WASHINGTON | The Supreme Court struck down a Hawaii firearms rule Thursday, ruling that the state could not require advance government permission in the way challenged by gun-rights plaintiffs.
NPR reported that the court divided 6-3 and said the permit requirement imposed an undue burden on the right to possess and carry a firearm. The case adds another major ruling to the Supreme Court's expanding Second Amendment docket.
What happened
The dispute involved Hawaii's gun-ownership rules and whether a person could be required to obtain permission before exercising the right to keep and carry a firearm. The majority rejected that approach, treating the advance-permission system as too heavy a burden on a constitutional right.
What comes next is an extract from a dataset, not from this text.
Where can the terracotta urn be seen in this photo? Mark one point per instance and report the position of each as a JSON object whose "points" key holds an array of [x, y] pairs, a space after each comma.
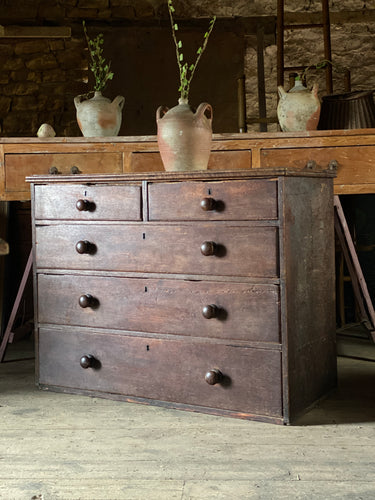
{"points": [[298, 109], [184, 136], [98, 116]]}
The ruling does not erase every form of firearm regulation. It does, however, limit how states can structure prior-approval systems and may invite new challenges to local or state rules that gun-rights advocates view as comparable.
Why it matters
The decision matters because states and cities continue to test the boundaries of gun regulation after recent Supreme Court rulings expanded protection for carrying firearms. Local officials often argue that permit systems are necessary for public safety. Gun-rights groups argue that discretionary approval can turn a constitutional right into a privilege.
The court's ruling gives challengers a stronger path to attack rules that require permission before possession or carry.
What remains unclear
The practical reach will depend on the opinion's wording and how lower courts apply it. States with different permit systems may argue their laws are narrower, more objective or otherwise distinguishable from Hawaii's rule.
What to watch next
Readers should watch state attorneys general, gun-rights groups, public-safety officials and lower courts for new lawsuits testing similar permit laws.